Batı’da, mega filmlerin arkasındaki yapım şirketlerinin isimleri neredeyse film isimleriyle eş anlamlıdır. Disney’in Pamuk Prenses’i. Pixar’ın Oyuncak Hikayesi. Dreamworks’ün Shrek’i. Illumination’ın Minyonları gibi. 2020’de, Demon Slayer gibi hantal bir isme sahip bir Japon animasyon filmi: Kimetsu no Yaiba – The Movie: Mugen Treni dünyada en çok gişe yapan tek filmdi. Ancak sıkı hayranları dışında çok az kişi bu filmin/animenin Ufotable adlı bir stüdyonun yaptığını bilmektedir. Studio Ghibli bu ölüm döngüsünden sıyrılan çok az sayıdaki şirketten biridir ve bu yüzden Japonya’da birden fazla tema parkı vardır,  yurtdışında da bilinirliğine sahip anime şirketlerinden birisidir.

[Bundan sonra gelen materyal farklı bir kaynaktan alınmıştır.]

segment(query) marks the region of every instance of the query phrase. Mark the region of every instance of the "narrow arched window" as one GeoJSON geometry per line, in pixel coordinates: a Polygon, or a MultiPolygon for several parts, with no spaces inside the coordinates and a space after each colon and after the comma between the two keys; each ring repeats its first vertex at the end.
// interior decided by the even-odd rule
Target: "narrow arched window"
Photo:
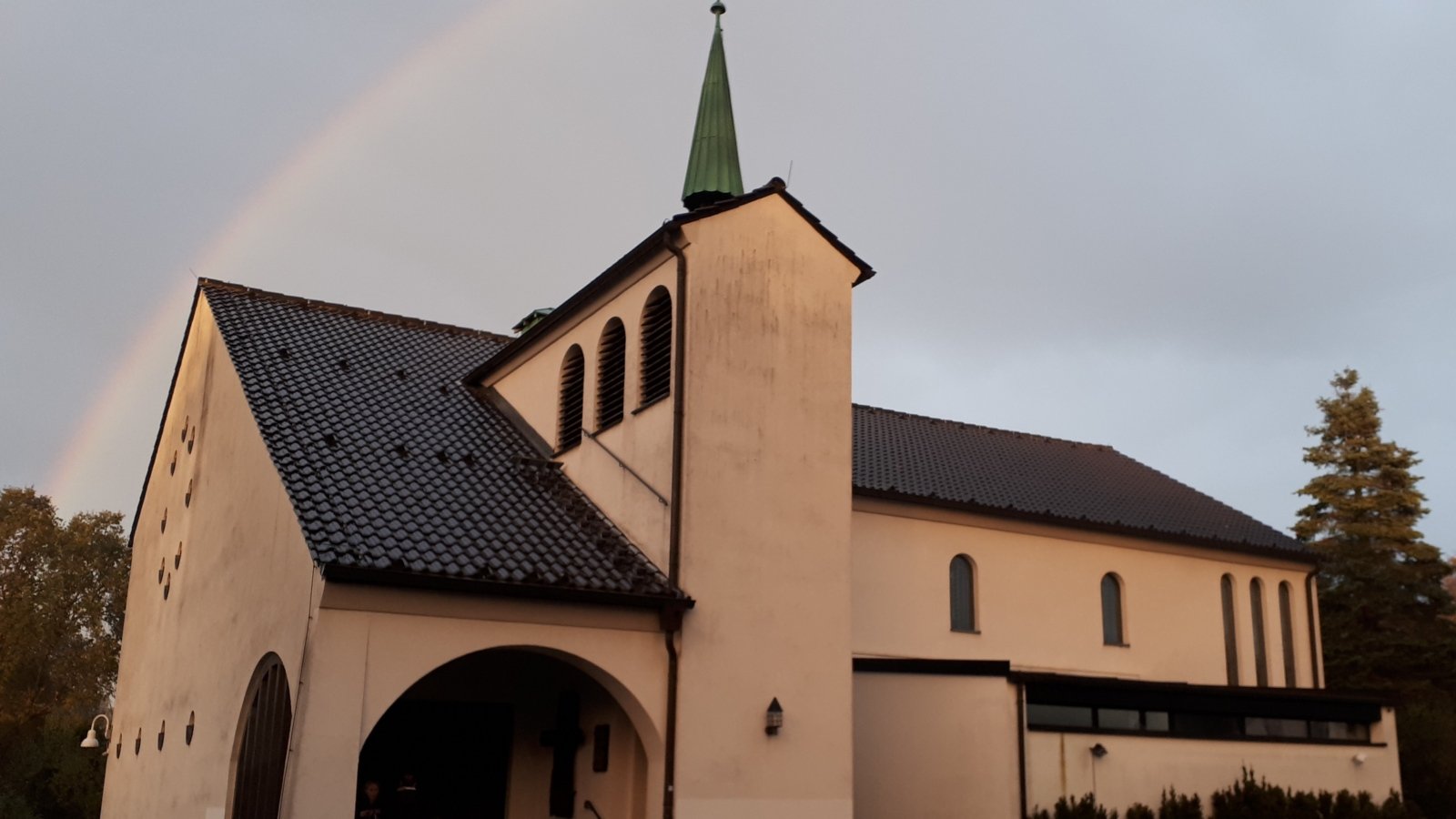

Platform yayıncıları, 2017 yılında ilk Netflix ile başlayarak, dijital oyunların özel yayın haklarını satın alarak veya platformlarına özel ısmarlama anime dizileri yapmak için stüdyolara ödeme yaparak, anime endüstrisinin üzerindeki ölü toprağını ortadan kaldırdı. Bu da bir dizi sıra dışı deneysel projenin üretilmesiyle sonuçlandı. Go Nagai’nin yetmişli yılların klasiği Devilman’ın modern uyarlaması Devilman Crybaby, muhtemelen Netflix haricinde hiçbir yerde yapılamazdı. Ancak bugüne kadar bu yeni sistemde büyük bir hit üretilemedi.

Yayıncılardan gelen para stüdyoların kendi kaderlerini çizmelerine olanak tanısa da, bunun onlar için geleneksel yapım komitelerinden gerçekten daha iyi olup olmadığı ucu açık bir soru. Takas ekonomisi  oldukça ciddi sonuçlar doğuruyor. 2020’de Anime News Network, Netflix’in yapım komitelerine kıyasla stüdyolara daha fazla ön ödeme yapmasına rağmen, telif ücretlerini tamamen kendisine sakladığını ortaya çıkardı. İşin özü, eğer sizin küçük animasyon denemeniz Yeni Büyük Şey’e dönüşürse, yayın platformu zenginlikleri cebe indirirken siz kenardan izleyeceksiniz. Bu tür bir durumda, stüdyolar dizileri ne kadar kötü performans gösterirse o kadar iyi iş çıkarıyor (ya da daha doğrusu daha az kaybediyor). The Producers filmindeki Max Bialystock’un kendi Broadway şovunun başarısız olması için dua etmesi seviyesinde değil, ancak buna yakın bir durum.

Anime News Network’ün raporu iki ya da daha önceki yıla aitti. Sözleşme ve ikramiye durumu değişmiş olabilir. Umarım değişmiştir. Stüdyolar şimdi kendileri için daha iyi anlaşmalar yapabilir olmalıdır ve yapmalıdır. Ancak. Toyo Keizai, Batılı yayın platformlarına aşırı bağımlılığa karşı “anime endüstrisinde artan bir huzursuzluk duygusu” tanımladı. Japonya yeni bir çöküş balonunun eşiğinde olabilir mi – bu balon finansal kriz değil animasyon balonu olabilir mi? Finansal verilerle övünmek kolay – üç trilyon yenlik bir endüstri küçümsenecek bir şey değil.

Ancak bu işi gerçekten yapanlar için durum, anime filmi Attack on Titan‘ın kurgusuna benziyor: insan animatörlerinin azalması, uzun vadeli beklentilerin belirsizliği, dev akışım platformlarının hakimiyetindeki bir dünyada yaşam sürmek.